Bandwidth Donation Protocol

Bandwidth is both expensive and cheap. It's cheap at a lot of hosts and for a lot of consumers, because providers expect we're not going to use what we're allocated, and yet expensive when purchased in bulk, where the assumption must be that it will all be used.

Every time I hear about how expensive it is to run a successful podcast (like the NPR podcasts, some of which are begging for money to pay for $150k annual bandwidth bills), I think to myself, "I have spare bandwidth; I'd like to donate some". But there's no mechanism for me to do that.

And why not? I don't think it would be that hard to do. Let's take a rough cut at it.

The goal is for a provider to be able to share a particular piece of content, say a podcast, with as many people as possible, and accept donated bandwidth for distributing it.

One possibility is BitTorrent, which does a fairly good job of this, but would require a custom client. The biggest podcast client in the world is iTunes, and it doesn't support BitTorrent, so any podcast that doesn't want to lose most of its audience will stick with HTTP as the distribution protocol. We need a way of distributing URLs that will load balance to the donated bandwidth.

As a donator, here's what I want to be able to do: Go to, say, the NPR website, and click on the "donate bandwidth" link. At this link I'd enter the URL for my Bandwidth Donation Protocol (BDP) service, the amount of bandwidth I want to donate (in megabytes or gigabytes) and a key or password. NPR's service would then add me to it's bandwidth donator pool.
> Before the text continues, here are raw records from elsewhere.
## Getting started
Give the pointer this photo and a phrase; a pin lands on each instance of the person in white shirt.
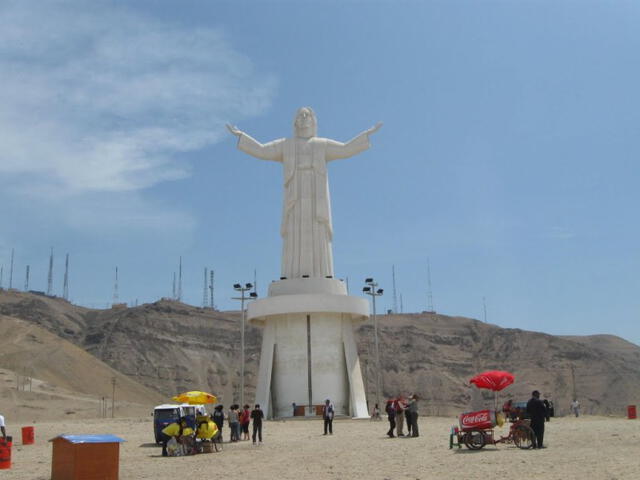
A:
(4, 433)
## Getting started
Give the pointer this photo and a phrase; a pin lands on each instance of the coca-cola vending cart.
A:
(477, 430)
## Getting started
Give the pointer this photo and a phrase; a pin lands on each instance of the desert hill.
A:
(168, 347)
(42, 373)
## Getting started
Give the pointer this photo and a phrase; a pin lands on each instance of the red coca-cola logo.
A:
(474, 418)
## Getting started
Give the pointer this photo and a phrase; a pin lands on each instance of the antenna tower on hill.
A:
(180, 280)
(65, 288)
(50, 276)
(173, 292)
(11, 271)
(204, 291)
(395, 297)
(430, 308)
(213, 305)
(116, 296)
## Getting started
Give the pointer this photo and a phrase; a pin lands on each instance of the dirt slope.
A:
(172, 347)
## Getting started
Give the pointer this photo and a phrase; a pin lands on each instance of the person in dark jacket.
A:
(391, 416)
(218, 419)
(327, 415)
(257, 415)
(537, 412)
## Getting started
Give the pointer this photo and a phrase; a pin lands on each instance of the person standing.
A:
(234, 423)
(575, 407)
(257, 415)
(327, 415)
(391, 416)
(400, 407)
(245, 418)
(537, 412)
(547, 409)
(413, 415)
(218, 418)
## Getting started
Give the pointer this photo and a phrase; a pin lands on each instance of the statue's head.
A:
(305, 124)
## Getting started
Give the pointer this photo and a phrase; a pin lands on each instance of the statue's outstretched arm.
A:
(360, 143)
(267, 151)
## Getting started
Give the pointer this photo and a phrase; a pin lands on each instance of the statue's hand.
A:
(375, 128)
(234, 130)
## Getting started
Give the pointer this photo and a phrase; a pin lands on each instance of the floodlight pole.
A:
(371, 290)
(239, 288)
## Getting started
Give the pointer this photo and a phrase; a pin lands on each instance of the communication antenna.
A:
(65, 289)
(255, 281)
(204, 290)
(484, 308)
(50, 277)
(173, 294)
(430, 308)
(180, 280)
(395, 296)
(11, 271)
(26, 280)
(213, 305)
(116, 297)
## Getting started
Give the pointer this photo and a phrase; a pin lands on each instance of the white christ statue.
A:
(306, 213)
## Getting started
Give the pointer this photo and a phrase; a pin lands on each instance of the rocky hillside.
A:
(170, 347)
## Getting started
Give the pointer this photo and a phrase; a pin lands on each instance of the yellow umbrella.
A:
(195, 398)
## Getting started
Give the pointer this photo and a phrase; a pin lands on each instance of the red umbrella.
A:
(494, 380)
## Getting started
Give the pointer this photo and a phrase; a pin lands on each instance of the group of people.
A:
(398, 411)
(178, 438)
(239, 420)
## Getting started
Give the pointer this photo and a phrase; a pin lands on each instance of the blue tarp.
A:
(105, 438)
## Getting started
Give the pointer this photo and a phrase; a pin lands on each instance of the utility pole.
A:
(113, 396)
(50, 276)
(430, 308)
(484, 307)
(204, 290)
(213, 305)
(252, 296)
(11, 272)
(173, 295)
(65, 288)
(370, 289)
(116, 296)
(180, 280)
(395, 296)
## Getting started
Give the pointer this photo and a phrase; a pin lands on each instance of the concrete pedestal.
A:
(308, 350)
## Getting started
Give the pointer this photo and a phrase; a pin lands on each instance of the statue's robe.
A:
(306, 214)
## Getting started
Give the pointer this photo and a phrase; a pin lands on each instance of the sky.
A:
(508, 161)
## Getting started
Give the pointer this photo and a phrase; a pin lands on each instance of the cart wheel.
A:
(523, 436)
(474, 440)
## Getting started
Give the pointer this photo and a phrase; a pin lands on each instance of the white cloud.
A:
(99, 99)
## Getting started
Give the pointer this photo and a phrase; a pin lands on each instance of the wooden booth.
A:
(85, 457)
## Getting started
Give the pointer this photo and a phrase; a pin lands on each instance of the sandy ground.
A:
(577, 448)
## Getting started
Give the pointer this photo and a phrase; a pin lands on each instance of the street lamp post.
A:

Now when they have a podcast they want to post, they generate a URL for that podcast. Say it's:

Before using my donated bandwidth, they need to upload the content to me. Their server contacts my server and says "here's hypotheticalpodcast.mp3, and I'd like you to allocate 1 gigabyte worth of bandwidth to it". In return, my server would generate, say, 200 unique URLs and return them to NPR. Now for the next 200 requests for this content, they can 301 redirect to my URLs and distribute the content at no cost to them.
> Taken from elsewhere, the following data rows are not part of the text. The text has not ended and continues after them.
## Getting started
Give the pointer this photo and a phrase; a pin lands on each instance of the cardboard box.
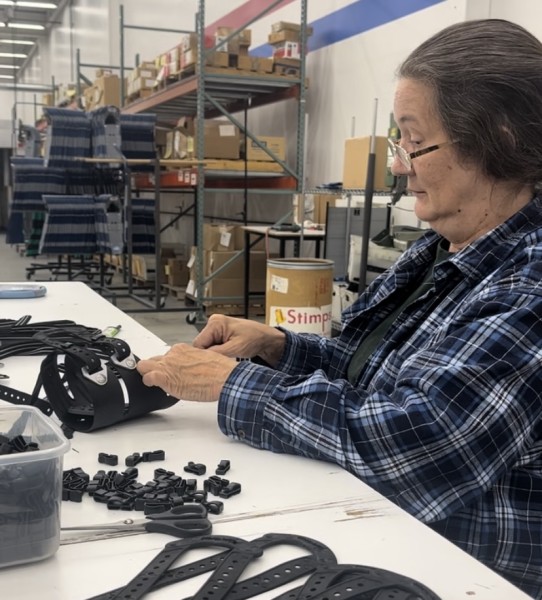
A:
(356, 158)
(222, 140)
(219, 237)
(177, 272)
(288, 26)
(277, 145)
(104, 91)
(228, 285)
(236, 45)
(285, 35)
(321, 203)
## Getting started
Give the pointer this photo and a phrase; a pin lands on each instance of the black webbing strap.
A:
(89, 381)
(233, 564)
(327, 578)
(357, 582)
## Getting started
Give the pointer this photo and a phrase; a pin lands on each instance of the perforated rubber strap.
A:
(357, 582)
(277, 576)
(14, 396)
(146, 579)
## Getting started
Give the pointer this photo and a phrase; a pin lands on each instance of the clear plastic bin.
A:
(30, 487)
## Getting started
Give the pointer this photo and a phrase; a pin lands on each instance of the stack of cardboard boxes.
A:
(104, 91)
(221, 243)
(285, 38)
(141, 81)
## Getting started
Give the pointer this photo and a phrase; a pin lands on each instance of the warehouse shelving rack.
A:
(212, 92)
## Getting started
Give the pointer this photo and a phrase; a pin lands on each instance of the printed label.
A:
(303, 319)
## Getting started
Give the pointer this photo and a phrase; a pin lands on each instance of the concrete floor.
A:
(170, 325)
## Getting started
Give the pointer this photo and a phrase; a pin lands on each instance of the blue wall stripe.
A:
(354, 19)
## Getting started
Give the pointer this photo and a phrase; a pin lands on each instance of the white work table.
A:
(280, 493)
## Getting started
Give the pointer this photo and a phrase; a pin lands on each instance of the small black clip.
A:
(223, 467)
(108, 459)
(231, 489)
(196, 468)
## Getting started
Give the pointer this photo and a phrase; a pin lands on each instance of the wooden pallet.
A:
(177, 292)
(212, 164)
(191, 70)
(235, 310)
(145, 93)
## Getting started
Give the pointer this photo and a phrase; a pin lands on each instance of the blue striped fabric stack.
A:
(70, 225)
(68, 138)
(105, 131)
(137, 133)
(76, 196)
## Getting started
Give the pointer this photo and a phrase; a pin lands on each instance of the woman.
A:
(432, 392)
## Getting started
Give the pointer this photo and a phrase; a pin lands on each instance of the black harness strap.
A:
(90, 381)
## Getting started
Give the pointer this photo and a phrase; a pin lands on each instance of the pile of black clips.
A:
(120, 490)
(326, 578)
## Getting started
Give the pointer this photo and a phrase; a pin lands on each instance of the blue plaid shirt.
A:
(445, 419)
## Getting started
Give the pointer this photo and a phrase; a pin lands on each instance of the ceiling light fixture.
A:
(17, 42)
(26, 26)
(44, 5)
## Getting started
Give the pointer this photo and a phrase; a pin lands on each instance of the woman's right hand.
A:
(241, 338)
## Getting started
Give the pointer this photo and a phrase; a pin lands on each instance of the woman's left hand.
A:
(188, 373)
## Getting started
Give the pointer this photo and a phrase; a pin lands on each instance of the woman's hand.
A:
(188, 373)
(241, 338)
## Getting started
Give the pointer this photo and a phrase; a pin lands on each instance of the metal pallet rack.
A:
(207, 94)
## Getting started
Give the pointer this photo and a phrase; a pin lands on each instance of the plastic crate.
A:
(30, 487)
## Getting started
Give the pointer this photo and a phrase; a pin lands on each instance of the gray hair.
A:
(486, 76)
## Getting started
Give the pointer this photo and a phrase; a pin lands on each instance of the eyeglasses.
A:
(406, 157)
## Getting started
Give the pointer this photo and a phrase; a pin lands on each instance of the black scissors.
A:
(183, 521)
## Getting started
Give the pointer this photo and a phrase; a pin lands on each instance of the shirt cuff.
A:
(243, 401)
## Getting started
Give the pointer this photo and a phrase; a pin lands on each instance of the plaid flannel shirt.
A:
(445, 419)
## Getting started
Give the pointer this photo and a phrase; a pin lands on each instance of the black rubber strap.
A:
(148, 578)
(320, 556)
(14, 396)
(356, 582)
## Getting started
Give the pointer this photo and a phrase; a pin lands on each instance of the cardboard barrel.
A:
(298, 294)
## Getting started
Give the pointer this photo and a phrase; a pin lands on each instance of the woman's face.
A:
(454, 199)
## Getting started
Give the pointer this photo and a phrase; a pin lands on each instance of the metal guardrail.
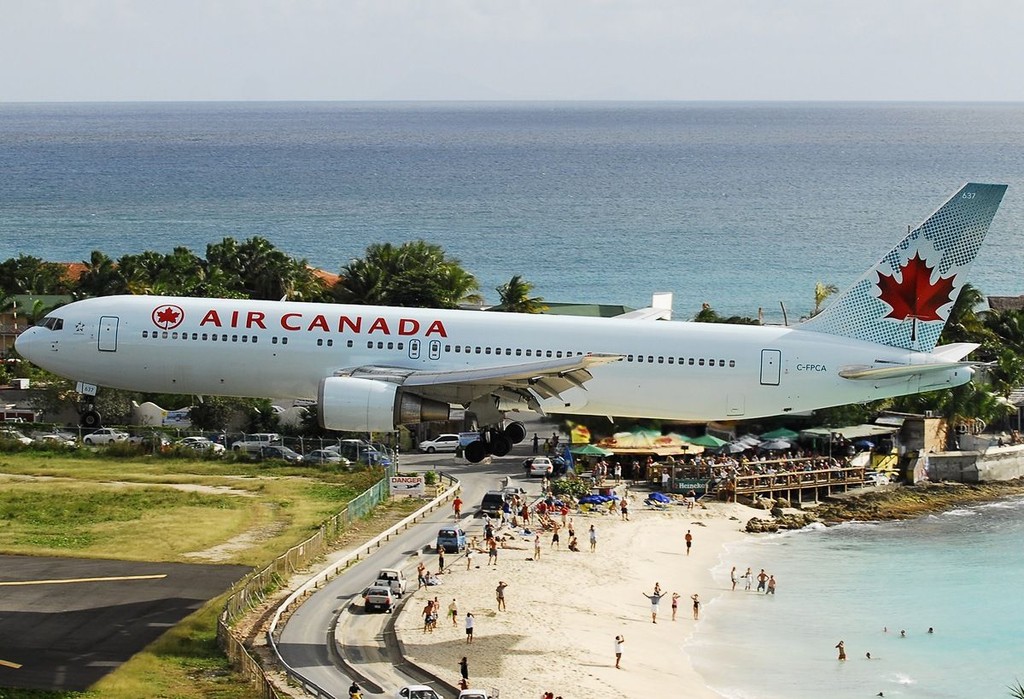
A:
(325, 576)
(255, 588)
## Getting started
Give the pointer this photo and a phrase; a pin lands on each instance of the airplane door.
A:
(108, 340)
(771, 367)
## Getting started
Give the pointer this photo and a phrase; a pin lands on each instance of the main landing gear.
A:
(497, 441)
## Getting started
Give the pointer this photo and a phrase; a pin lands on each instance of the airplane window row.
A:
(457, 349)
(690, 361)
(208, 337)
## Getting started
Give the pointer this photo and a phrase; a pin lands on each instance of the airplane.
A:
(371, 368)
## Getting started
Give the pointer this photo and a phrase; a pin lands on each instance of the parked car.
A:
(254, 442)
(358, 450)
(539, 466)
(201, 444)
(493, 503)
(281, 452)
(105, 435)
(452, 539)
(445, 442)
(154, 439)
(14, 436)
(320, 456)
(417, 692)
(56, 439)
(378, 597)
(394, 578)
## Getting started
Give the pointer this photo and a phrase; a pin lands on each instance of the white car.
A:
(201, 444)
(394, 578)
(326, 456)
(540, 466)
(417, 692)
(257, 441)
(446, 442)
(105, 435)
(56, 439)
(13, 435)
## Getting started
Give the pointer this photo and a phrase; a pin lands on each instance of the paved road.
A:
(303, 643)
(67, 622)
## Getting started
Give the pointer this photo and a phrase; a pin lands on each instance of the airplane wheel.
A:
(516, 432)
(500, 444)
(91, 419)
(475, 451)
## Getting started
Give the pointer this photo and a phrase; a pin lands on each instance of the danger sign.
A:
(408, 485)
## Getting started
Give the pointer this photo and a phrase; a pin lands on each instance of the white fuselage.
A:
(673, 370)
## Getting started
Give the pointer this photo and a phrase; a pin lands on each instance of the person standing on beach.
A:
(654, 600)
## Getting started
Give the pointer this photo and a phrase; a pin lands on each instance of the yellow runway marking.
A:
(117, 578)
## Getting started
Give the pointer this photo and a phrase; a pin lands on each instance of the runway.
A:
(65, 623)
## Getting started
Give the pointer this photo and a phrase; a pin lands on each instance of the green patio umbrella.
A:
(780, 433)
(591, 450)
(708, 440)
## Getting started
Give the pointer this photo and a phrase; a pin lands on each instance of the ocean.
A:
(741, 206)
(957, 572)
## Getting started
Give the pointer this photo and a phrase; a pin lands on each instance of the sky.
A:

Why generate the 200 URLs? Why not just use the same URL and stop answering after 200 requests? Because a single user downloading content might request the URL more than once (for example, picking up ranges of content), so the URL can cut off after a reasonable amount of time, but not be vulnerable to abuse by giving out the URL 500 times when only authorized to do so 200 times.

I've wanted to implement something like this for years but never had the time, so I'm throwing it out there: What do you think? Would it work? Would it help the podcasters being crushed by their own success?